Currently if the DOCTYPE declaration doesn't parse correctly,
BeautifulSoup puts the entire document into a single NavigableString.
The problem is in the exception handler for parse_declaration(), which
passes the entire balance of the document to handle_data(). Here is a
version of parse_declaration() that attempts to skip just the
declaration itself.
Kent
def parse_declaration(self, i):
"""Treat a bogus SGML declaration as raw data.

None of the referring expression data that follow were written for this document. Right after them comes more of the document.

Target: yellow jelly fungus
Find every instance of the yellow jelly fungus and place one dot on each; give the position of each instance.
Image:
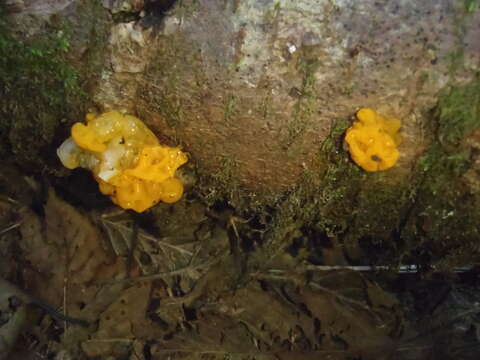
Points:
(126, 159)
(373, 139)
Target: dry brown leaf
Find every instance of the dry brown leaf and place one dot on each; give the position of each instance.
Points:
(121, 323)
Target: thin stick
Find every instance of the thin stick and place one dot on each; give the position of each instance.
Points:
(11, 227)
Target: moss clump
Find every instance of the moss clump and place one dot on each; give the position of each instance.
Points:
(443, 223)
(37, 88)
(305, 106)
(458, 114)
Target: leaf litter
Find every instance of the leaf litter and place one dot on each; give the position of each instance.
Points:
(177, 284)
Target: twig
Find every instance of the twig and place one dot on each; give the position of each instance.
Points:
(11, 227)
(403, 269)
(321, 288)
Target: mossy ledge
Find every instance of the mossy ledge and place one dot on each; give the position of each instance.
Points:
(44, 86)
(429, 217)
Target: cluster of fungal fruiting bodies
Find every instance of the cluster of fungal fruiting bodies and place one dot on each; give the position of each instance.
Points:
(136, 171)
(126, 159)
(372, 140)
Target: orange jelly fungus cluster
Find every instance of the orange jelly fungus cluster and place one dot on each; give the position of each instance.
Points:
(126, 159)
(372, 140)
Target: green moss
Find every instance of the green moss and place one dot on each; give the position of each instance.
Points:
(223, 184)
(428, 217)
(37, 88)
(458, 113)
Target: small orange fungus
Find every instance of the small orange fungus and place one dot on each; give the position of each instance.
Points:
(126, 159)
(372, 140)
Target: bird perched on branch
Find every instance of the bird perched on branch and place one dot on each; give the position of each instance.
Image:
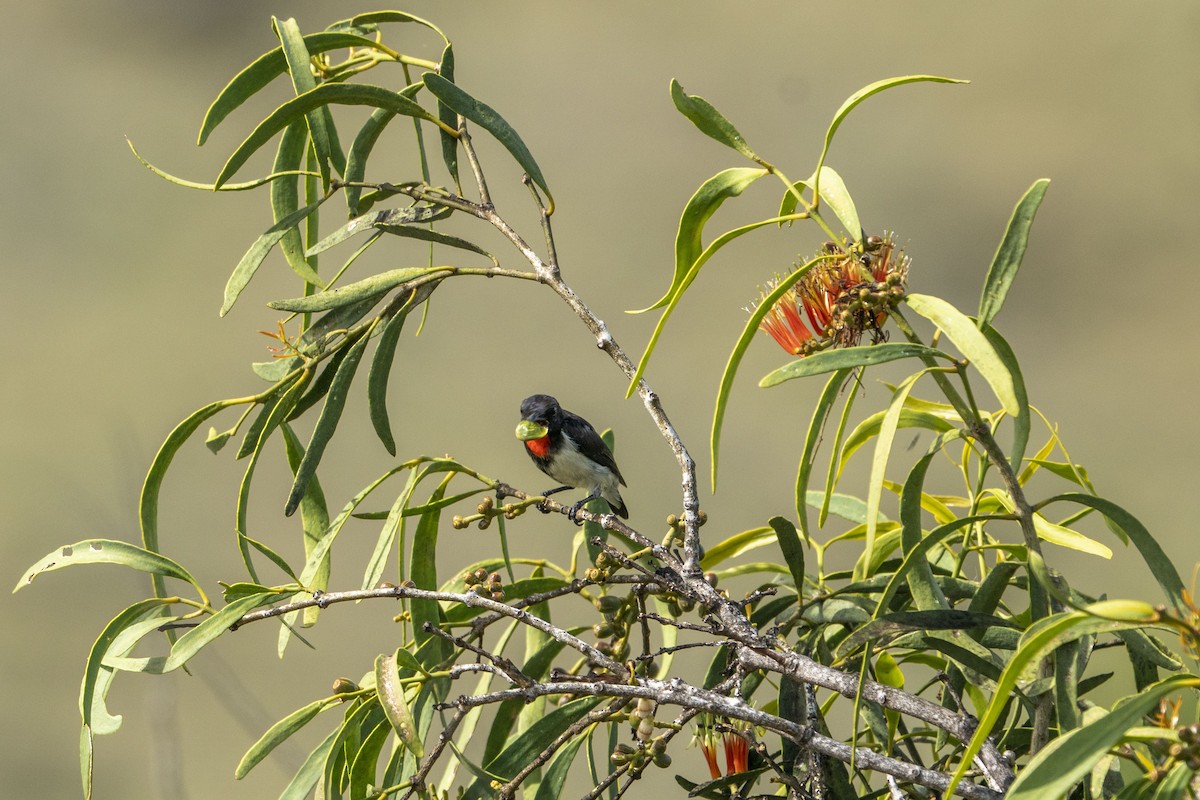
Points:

Treat a CDATA
declaration as a CData object."""
j = None
if self.rawdata[i:i+9] == '<![CDATA[':
k = self.rawdata.find(']]>', i)
if k == -1:
k = len(self.rawdata)
data = self.rawdata[i+9:k]
j = k+3
self._toStringSubclass(data, CData)
else:
try:
j = SGMLParser.parse_declaration(self, i)
except SGMLParseError:
# Could not parse the DOCTYPE declaration
# Try to just skip the actual declaration
match = re.search(r'<!DOCTYPE([^>]*?)>', self.rawdata,
re.MULTILINE)
if match:
toHandle = self.rawdata[i:match.end()]
else:
toHandle = self.rawdata[i:]
self.handle_data(toHandle)
j = i + len(toHandle)
return j